12 de maio de 2019. Foi este o dia que marcou o final de uma das melhores séries de comédia alguma vez feita. A melhor feita neste século e a segunda melhor que alguma vez vi, porque ainda existe Friends.

Pode ser um pouco tarde para este artigo, mas foi sensivelmente há uma semana que terminei a 12.ª temporada de The Big Bang Theory. Aproveitei que ficaram todos os episódios disponíveis na plataforma de streaming HBO Portugal e finalmente decidi acabar.

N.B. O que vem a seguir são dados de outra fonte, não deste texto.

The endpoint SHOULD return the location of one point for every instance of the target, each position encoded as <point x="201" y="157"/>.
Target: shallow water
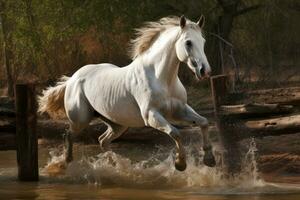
<point x="137" y="172"/>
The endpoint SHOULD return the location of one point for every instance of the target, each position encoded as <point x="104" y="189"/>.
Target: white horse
<point x="147" y="92"/>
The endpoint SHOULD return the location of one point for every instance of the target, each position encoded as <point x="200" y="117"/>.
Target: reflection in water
<point x="118" y="176"/>
<point x="112" y="169"/>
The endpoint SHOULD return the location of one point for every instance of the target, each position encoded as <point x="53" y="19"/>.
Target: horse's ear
<point x="182" y="21"/>
<point x="201" y="21"/>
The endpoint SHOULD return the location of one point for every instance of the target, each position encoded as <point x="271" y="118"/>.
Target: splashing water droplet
<point x="158" y="171"/>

Finalmente? Sim. Estão a ver aquele doce que têm no armário da despensa e que vão comendo aos poucos para que dure mais tempo? Foi essa a minha relação com esta temporada final da Teoria. Depois de ter consumido intensivamente as 11 temporadas anteriores há um ano e ter revisto aos poucos nos últimos meses, custou-me começar aquilo que seria o início do fim.

Não foi a melhor temporada, nem a pior. Teve os seus momentos bons e maus, como em tudo na vida, aliás. Os primeiros 19 ou 20 episódios passam relativamente rápido e nem se dá pela conta de que já estamos a chegar ao fim. O pior é quando me apercebo que faltam apenas mais três episódios para o fim de tudo. Ver tudo de seguida ou saborear o final? Estranhamente, optei pela segunda opção.

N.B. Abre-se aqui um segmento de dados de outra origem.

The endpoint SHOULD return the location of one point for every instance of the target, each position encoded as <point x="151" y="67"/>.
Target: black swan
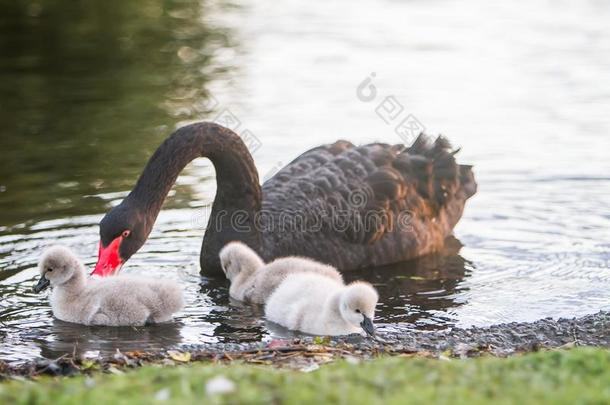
<point x="345" y="205"/>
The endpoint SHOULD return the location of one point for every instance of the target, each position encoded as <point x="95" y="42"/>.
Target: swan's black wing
<point x="368" y="205"/>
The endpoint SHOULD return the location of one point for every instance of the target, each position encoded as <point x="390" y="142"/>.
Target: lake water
<point x="87" y="92"/>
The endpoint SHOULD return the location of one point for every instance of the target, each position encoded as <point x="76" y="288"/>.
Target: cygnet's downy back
<point x="112" y="301"/>
<point x="254" y="281"/>
<point x="318" y="305"/>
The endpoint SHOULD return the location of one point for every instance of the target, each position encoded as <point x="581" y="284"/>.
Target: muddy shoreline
<point x="308" y="353"/>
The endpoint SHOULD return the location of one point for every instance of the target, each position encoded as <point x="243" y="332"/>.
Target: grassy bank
<point x="576" y="376"/>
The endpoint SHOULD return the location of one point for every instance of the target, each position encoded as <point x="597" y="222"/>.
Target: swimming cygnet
<point x="112" y="301"/>
<point x="254" y="281"/>
<point x="320" y="305"/>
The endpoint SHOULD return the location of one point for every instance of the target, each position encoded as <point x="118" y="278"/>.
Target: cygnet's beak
<point x="367" y="325"/>
<point x="42" y="284"/>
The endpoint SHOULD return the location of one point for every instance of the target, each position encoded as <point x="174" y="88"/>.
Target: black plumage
<point x="345" y="205"/>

O tema principal da temporada é a possibilidade de Sheldon (Jim Parsons) e Amy (Mayim Bialik) ganharem um Nobel no campo da física, com a descoberta feita no dia do seu casamento (episódio final da temporada anterior). Vemos também como é que Howard (Simon Helberg) e Bernadette (Melissa Rauch) lidam com a vida de casados e o crescimento dos dois filhos e ainda as perspetivas que tanto Leonard (Johnny Galecki) como Penny (Kaley Cuoco) têm da sua relação futura. Um pequeno destaque ainda para a relação que Raj (Kunal Nayyar) desenvolveu nesta temporada.

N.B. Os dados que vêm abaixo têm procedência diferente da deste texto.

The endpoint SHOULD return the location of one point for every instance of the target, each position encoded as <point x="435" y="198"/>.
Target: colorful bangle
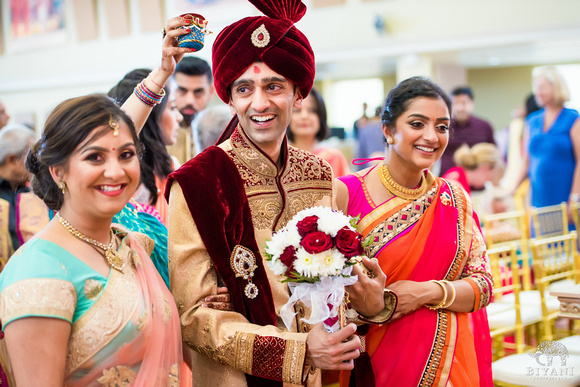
<point x="146" y="96"/>
<point x="453" y="293"/>
<point x="155" y="83"/>
<point x="444" y="301"/>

Nos três capítulos finais, os produtores não tentam alterar a forma de ser da série ou mudar o tipo de episódio a que fomos habituados. Tal como em todas as outras temporadas vemos os amigos juntos a comer e falar sobre tudo o que envolva a cultura pop ou mesmo da vida, mas com destaque para o aguardar da decisão sobre o Nobel de Física.

O final é feliz, mas esse é o hábito neste tipo de séries. Sheldon e Amy ganham o tão aguardado prémio Nobel e apesar de nunca ter demonstrado muito interesse em ser mãe, vemos Penny e Leonard bastante felizes com a gravidez que caiu um pouco do céu neste final.

Não há mais avanços no tempo. Não vemos o que acontece ao carismático grupo de amigos. Poderemos estar perante um revival num futuro próximo? Não se sabe. A única coisa certa é que até agora este foi o Big Bang final.